Wolfe shook his head, returning the batteries to the remote and placing it next to Kit so she’d assume that she had turned off the movie in her sleep. Baby yawned. The previous phenomena with the television appeared to have stopped. Though Wolfe waited, nothing else happened.
Time to go.
But at the door he paused, unable to resist one last look at Kit. She was striking even in her sleep. In a dozen ways she reminded him of her mother, who’d still turned heads at sixty. Wolfe remembered the night Amanda O’Halloran had found him sleeping in the old barn, desperate and exhausted, still bleeding from his father’s drunken beating.
She had cleaned him up without a word, fed him without a word, then opened her heart as well as her house to him. When his father had come looking for him, she’d run him off with a shotgun.
He hadn’t thought of that night for years. It was this unnerving house, the dogs on the old Mexican rug and the fire that crackled happily.
He rubbed his thigh as he walked down the shadowed hallway. The wound had torn open again and was throbbing—a minor discomfort after the abuse Wolfe’s body had suffered over the years. He had a full supply of medicine in his field pack to deal with exactly this problem.
Something moved at the end of the corridor. Quickly Wolfe slid against the wall, listening to a shuffling noise in the hall.
The sounds came closer and then Baby appeared a few feet in front of him. Her ears perked up as she stared at the spot where Wolfe was standing, hidden in the shadows. Moments later Butch and Sundance moved to face the kitchen entrance, while Diesel prowled the house, going from window to window, alert and wary.
Baby let out a low growl and trotted to the kitchen door, staring at the window. She was soon joined by the other two dogs. When Diesel finished his circuit, he joined them in front of the kitchen doorway.
A noise brought Wolfe around, low and fast. Kit stood in the shadows, looking sleepy and mussed. The rifle she held was dead level. Then Diesel began to bark, and the other dogs joined in.

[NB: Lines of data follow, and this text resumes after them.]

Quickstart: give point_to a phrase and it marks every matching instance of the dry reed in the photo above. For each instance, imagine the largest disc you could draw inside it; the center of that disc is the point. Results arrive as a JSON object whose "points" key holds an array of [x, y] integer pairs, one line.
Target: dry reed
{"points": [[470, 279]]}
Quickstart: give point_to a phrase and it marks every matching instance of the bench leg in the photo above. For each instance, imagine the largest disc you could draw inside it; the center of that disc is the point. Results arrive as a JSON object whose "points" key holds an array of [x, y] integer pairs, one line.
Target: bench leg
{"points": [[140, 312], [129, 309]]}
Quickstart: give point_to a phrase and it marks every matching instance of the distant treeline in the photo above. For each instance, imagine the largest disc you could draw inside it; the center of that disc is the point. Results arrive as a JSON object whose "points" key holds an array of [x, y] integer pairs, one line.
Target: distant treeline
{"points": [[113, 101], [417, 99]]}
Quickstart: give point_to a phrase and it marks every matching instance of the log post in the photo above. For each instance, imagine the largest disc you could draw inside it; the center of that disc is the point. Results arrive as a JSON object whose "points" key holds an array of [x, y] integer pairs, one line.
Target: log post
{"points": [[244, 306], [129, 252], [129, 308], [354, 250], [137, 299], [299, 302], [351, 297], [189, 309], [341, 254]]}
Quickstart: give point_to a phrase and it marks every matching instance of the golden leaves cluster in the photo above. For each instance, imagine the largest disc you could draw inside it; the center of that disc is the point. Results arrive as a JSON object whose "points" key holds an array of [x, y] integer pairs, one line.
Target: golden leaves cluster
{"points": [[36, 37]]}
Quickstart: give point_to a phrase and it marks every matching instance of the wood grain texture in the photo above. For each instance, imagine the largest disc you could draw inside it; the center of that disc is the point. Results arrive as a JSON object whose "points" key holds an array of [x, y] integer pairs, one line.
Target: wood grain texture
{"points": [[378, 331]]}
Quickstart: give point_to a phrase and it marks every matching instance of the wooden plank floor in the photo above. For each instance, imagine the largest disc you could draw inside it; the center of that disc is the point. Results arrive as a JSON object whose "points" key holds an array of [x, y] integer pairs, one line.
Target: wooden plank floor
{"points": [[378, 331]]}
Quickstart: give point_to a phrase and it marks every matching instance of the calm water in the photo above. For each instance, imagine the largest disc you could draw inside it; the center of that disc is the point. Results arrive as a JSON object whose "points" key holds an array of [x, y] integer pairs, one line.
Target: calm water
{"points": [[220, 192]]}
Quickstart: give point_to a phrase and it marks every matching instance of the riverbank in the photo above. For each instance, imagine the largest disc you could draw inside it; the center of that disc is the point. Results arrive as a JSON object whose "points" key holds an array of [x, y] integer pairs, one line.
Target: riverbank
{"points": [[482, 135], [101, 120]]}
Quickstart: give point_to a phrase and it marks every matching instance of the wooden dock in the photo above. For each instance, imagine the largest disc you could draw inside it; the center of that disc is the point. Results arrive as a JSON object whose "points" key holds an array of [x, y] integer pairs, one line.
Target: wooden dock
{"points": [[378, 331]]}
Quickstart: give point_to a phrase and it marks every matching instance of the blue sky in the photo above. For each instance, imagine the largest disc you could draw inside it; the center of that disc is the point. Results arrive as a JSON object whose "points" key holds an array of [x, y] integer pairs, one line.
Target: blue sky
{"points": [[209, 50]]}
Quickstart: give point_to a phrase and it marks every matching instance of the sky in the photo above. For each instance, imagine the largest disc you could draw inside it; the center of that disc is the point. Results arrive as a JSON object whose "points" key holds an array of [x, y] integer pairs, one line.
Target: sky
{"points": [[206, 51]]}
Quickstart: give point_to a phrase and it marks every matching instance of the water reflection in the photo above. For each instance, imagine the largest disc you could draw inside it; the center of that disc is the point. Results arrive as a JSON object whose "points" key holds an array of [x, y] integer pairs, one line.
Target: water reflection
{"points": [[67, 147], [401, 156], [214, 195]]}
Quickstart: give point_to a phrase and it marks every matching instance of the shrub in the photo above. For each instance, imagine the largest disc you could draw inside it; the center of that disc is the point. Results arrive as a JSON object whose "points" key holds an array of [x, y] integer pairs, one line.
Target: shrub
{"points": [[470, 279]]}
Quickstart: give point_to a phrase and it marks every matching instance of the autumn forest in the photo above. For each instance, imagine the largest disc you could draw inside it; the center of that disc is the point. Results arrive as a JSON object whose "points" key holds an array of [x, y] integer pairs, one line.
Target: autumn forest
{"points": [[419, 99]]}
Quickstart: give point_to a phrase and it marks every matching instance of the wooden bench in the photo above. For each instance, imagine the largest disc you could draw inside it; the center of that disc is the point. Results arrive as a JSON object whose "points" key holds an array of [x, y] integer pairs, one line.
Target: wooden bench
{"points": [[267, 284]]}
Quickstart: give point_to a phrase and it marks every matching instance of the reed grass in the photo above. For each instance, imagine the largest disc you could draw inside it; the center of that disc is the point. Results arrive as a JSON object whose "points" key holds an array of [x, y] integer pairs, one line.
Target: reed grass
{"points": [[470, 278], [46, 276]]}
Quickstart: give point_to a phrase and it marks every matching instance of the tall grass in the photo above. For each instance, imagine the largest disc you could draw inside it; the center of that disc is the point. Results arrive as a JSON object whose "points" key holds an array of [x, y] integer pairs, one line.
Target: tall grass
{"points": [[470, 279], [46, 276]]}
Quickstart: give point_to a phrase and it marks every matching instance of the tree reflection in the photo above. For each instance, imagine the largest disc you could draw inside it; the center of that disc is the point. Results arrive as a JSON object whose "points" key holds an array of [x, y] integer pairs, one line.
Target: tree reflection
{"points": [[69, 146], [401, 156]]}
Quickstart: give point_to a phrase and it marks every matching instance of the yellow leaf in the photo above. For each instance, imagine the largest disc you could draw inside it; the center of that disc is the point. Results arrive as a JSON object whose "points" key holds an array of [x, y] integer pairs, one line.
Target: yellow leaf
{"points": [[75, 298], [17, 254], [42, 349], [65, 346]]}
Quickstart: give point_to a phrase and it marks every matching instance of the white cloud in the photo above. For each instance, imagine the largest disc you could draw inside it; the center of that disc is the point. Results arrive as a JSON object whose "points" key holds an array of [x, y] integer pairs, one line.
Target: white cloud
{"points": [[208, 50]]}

“Baby? Diesel? What’s wrong?”
She hadn’t seen him yet, Wolfe realized. She must have heard the dogs prowling around earlier.
But something else was moving in the darkness. Wolfe heard the faint crunch of feet on gravel outside.
Grabbing Kit, he pulled her out of sight, his hand clamped over her mouth. Seconds later the kitchen window shattered in a noisy explosion, glass flying over the tile floor.
She fought his grip as he pinned her against the wall with his body, feeling her panic in the wild rise and fall of her chest. She tried to kick him, but he nudged her leg aside and blocked her clawing fingers.
He brushed her breast, soft and warm beneath thin cotton, and the contact made him jerk as if he’d been burned; his hand locked over her mouth when she tried to protest.